Long Form Landing Pages
For medically oriented landing pages, prospective patients tend to want more information. After all, you’re talking about a health or wellness issue. For example:
> A headline that communicates your help with the specific problem or concern about which the person is searching. Keyword research is needed for the landing page headline and content.
> The benefits… how important is it that I address this problem? An engaging reassurance about your expertise in this area of concern. This is not just a list of credentials.
> Value proposition. This is a combination of the benefit and how you deliver that benefit. For example, Uber’s “the smartest way to get around.”
Call to Action.
You have to tell landing page visitors what they need to do next.
> Reviews are critical. What has been the experience of other people who have come to you with this problem?
> When appropriate, can you show before/after pictures to reinforce your level of expertise?
> What are the costs associated with treatment? Insurance issues?
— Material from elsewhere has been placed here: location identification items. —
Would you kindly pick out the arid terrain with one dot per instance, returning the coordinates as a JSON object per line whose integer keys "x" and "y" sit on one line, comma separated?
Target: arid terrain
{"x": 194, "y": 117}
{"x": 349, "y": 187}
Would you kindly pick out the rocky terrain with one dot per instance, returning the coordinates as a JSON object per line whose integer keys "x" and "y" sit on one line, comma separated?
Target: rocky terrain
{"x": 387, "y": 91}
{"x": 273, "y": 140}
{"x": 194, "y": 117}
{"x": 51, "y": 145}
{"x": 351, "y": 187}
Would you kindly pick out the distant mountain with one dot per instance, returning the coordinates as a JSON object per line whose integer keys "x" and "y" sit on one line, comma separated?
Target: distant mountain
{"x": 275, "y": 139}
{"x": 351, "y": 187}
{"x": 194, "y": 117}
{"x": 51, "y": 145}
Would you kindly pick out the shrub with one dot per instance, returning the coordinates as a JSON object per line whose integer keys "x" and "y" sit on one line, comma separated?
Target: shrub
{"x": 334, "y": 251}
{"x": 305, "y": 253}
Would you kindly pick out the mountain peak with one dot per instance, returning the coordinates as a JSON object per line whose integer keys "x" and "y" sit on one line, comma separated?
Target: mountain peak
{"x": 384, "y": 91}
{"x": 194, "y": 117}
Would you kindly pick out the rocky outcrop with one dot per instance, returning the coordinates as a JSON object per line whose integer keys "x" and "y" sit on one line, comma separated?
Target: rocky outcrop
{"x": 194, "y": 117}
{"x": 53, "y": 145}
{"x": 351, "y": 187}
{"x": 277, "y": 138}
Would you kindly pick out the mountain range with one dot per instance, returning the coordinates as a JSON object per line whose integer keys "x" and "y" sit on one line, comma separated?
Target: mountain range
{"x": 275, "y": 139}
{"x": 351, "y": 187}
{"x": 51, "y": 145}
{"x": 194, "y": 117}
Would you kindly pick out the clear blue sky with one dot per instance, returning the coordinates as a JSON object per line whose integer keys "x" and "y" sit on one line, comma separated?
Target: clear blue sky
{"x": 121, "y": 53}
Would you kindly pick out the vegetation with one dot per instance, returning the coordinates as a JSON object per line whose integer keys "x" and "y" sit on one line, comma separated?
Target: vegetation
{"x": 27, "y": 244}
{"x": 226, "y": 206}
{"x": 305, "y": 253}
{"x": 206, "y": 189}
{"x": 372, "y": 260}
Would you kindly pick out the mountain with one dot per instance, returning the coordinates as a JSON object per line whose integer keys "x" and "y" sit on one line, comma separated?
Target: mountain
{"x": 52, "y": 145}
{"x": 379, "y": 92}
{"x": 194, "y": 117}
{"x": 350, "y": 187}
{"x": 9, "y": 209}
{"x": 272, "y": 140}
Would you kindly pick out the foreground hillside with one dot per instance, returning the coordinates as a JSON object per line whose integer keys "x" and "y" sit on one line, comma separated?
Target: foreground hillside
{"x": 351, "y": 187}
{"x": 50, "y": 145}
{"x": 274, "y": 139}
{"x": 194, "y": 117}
> What can I expect my experience to be at your practice?
Short Form Landing Pages
A short form landing page is a single web page created for an online campaign that includes the main message and calls to action. A key feature of this landing page is brevity. These landing pages are designed to quickly inform visitors about the offering, while encouraging them to take some kind of action, such as submitting contact information or buying a product.
These landing pages can also be used in online marketing campaigns to drive traffic to a specific destination, such as a website or product sale. They are also commonly used as lead capture pages to gather contact information from potential customers. By including a clear call to action and a limited amount of text, short-form landing pages can be an effective way to generate leads.
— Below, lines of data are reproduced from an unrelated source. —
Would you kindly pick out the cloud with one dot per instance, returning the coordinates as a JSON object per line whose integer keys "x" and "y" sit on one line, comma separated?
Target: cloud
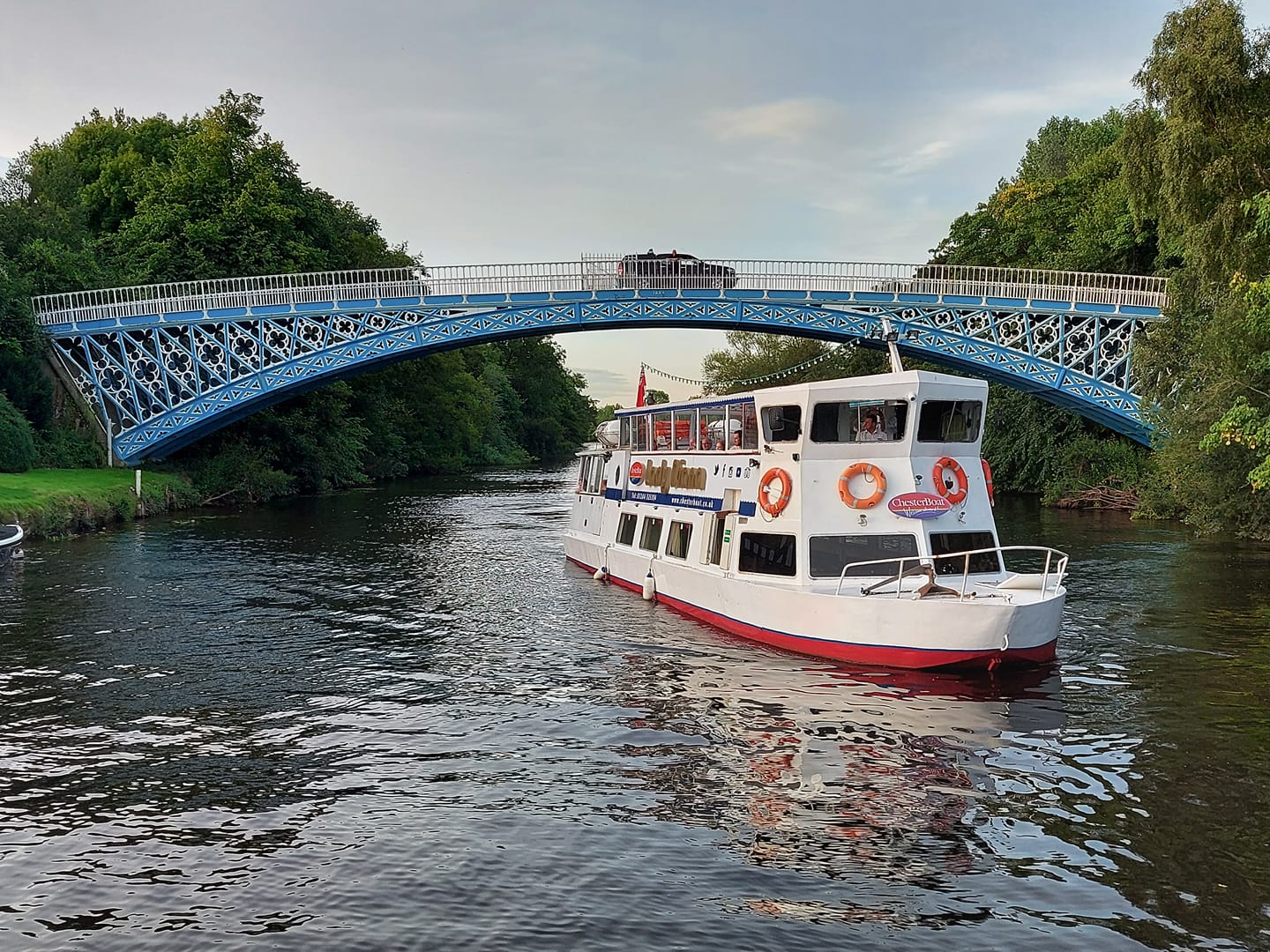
{"x": 785, "y": 121}
{"x": 923, "y": 159}
{"x": 1102, "y": 92}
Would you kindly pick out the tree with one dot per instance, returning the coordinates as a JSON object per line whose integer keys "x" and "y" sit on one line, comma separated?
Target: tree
{"x": 609, "y": 412}
{"x": 1198, "y": 158}
{"x": 753, "y": 358}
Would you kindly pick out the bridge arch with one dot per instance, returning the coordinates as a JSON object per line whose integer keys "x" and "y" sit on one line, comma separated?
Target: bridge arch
{"x": 169, "y": 365}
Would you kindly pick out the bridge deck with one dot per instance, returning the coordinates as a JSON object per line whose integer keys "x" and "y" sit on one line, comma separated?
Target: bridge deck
{"x": 597, "y": 276}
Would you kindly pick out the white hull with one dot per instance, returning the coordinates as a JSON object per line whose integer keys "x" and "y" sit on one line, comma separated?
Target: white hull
{"x": 796, "y": 536}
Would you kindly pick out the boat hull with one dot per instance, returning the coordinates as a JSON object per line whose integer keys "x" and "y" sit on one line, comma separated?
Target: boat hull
{"x": 1019, "y": 635}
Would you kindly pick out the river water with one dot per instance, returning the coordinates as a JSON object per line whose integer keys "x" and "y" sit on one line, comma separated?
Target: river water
{"x": 399, "y": 720}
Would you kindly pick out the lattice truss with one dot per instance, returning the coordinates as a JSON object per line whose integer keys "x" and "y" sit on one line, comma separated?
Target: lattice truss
{"x": 163, "y": 380}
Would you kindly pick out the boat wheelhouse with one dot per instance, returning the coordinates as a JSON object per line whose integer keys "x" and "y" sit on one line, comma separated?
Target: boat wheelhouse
{"x": 848, "y": 519}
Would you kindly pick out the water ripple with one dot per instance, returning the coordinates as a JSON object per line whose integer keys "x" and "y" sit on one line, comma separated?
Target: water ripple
{"x": 397, "y": 718}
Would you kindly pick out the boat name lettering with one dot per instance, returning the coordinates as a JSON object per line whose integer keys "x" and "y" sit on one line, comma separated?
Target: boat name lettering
{"x": 918, "y": 505}
{"x": 677, "y": 475}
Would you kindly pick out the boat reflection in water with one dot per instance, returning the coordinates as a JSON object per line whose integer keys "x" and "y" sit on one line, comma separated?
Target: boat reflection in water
{"x": 836, "y": 773}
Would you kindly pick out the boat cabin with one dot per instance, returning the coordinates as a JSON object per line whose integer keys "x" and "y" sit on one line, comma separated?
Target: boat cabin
{"x": 816, "y": 485}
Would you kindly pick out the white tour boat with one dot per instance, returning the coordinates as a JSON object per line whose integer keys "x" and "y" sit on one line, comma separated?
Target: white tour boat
{"x": 11, "y": 537}
{"x": 848, "y": 519}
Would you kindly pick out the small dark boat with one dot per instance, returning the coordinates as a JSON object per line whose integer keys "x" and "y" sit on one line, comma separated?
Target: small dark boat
{"x": 11, "y": 537}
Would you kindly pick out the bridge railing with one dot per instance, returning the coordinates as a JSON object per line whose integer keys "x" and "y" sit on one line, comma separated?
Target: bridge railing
{"x": 598, "y": 273}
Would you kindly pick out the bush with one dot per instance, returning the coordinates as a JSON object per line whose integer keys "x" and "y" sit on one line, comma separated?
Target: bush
{"x": 64, "y": 449}
{"x": 1090, "y": 466}
{"x": 17, "y": 439}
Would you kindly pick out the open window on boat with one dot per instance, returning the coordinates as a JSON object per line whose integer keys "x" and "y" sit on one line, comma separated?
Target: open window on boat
{"x": 828, "y": 555}
{"x": 843, "y": 420}
{"x": 651, "y": 536}
{"x": 767, "y": 554}
{"x": 943, "y": 544}
{"x": 677, "y": 539}
{"x": 661, "y": 433}
{"x": 643, "y": 435}
{"x": 782, "y": 424}
{"x": 949, "y": 420}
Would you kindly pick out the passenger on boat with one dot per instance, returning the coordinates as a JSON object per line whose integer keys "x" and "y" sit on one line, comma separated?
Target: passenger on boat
{"x": 870, "y": 430}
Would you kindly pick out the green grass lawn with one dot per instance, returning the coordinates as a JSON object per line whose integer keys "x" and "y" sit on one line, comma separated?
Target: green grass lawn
{"x": 64, "y": 502}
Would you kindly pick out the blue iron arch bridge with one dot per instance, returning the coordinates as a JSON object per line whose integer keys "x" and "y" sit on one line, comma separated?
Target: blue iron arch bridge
{"x": 165, "y": 365}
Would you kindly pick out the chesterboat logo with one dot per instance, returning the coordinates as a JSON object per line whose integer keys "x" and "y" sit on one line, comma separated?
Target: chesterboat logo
{"x": 918, "y": 505}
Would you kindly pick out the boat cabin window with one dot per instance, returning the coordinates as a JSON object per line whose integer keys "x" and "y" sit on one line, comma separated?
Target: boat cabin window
{"x": 742, "y": 426}
{"x": 712, "y": 427}
{"x": 626, "y": 528}
{"x": 684, "y": 429}
{"x": 591, "y": 473}
{"x": 848, "y": 420}
{"x": 661, "y": 430}
{"x": 767, "y": 554}
{"x": 651, "y": 536}
{"x": 782, "y": 424}
{"x": 943, "y": 544}
{"x": 641, "y": 433}
{"x": 828, "y": 555}
{"x": 949, "y": 420}
{"x": 677, "y": 539}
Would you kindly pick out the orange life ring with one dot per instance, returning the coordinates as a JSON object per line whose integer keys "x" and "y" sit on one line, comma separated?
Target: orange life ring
{"x": 954, "y": 467}
{"x": 785, "y": 485}
{"x": 870, "y": 472}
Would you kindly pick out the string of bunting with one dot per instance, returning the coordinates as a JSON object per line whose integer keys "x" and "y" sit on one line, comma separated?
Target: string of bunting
{"x": 778, "y": 375}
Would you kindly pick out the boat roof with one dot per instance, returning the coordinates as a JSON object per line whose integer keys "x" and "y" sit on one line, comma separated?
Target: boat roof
{"x": 796, "y": 391}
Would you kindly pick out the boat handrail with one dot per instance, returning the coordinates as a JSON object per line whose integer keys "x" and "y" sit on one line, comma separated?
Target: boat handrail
{"x": 902, "y": 562}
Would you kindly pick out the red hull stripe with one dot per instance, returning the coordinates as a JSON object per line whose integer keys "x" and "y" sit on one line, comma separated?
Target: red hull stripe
{"x": 885, "y": 655}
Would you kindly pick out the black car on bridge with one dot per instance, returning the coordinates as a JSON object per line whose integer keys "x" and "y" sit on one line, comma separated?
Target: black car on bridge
{"x": 672, "y": 271}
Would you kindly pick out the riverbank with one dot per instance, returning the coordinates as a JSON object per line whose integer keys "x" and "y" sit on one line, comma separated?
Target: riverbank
{"x": 52, "y": 502}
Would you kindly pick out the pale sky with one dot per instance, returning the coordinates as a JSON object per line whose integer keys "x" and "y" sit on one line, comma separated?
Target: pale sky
{"x": 494, "y": 131}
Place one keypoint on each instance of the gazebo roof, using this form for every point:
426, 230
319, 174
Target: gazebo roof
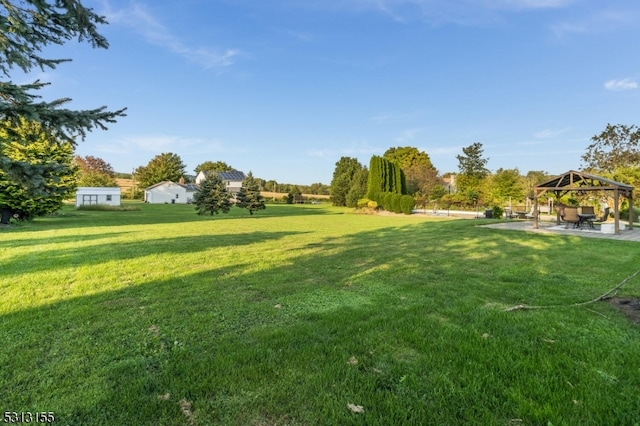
581, 181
The topics that should be included in a short-form landing page vary depending on the specific campaign or offer, but some common elements can help you determine what to include.
Typical components of short-form landing pages:
> A headline that clearly explains the offer being made on the landing page.
> The value proposition… like Apple iPhones, “the experience is the product.”
> A brief, engaging description of why readers should take action now.
> Images and/or videos that support the message of the landing page.
>Social media icons that allow visitors to easily share your content with others.
>An email opt-in form to capture contact information.
>A call to action that encourages visitors to take the next step.
Mobile-Friendly Landing Pages
Over 60% of searches for local goods or services are done on a mobile device. Therefore landing pages need to be made for mobile users. The smaller screen needs to be kept in mind when selecting images for these landing pages. Another key factor is load time for the landing page. Search engines heavily penalize webpages that take too long to load.
So when a landing page is developed, it’s important that it be responsive to the device being used by the searcher. Mobile traffic is a key element of any landing page campaign.
Our use of hyper-localized landing pages has not only achieved high rankings for our client’s chosen keyword but they have also been found to boost the entire website’s traffic. A single landing page designed for a specific neighborhood ranks very high versus competitors who have marketing campaigns targeting a general area.
For medical websites, a long-form landing page that has been optimized for a specific town, neighborhood or city is the way to go. In fact, most clients find no need for pay per click ads because this approach gets them exactly what they were trying to achieve with ads. The only difference is that ads disappear when they stop spending money, while our landing page strategy continues to be a revenue generating asset long-term.
Both dental practices and other types of businesses have found our landing page strategy to work extremely well, while being very cost-effective.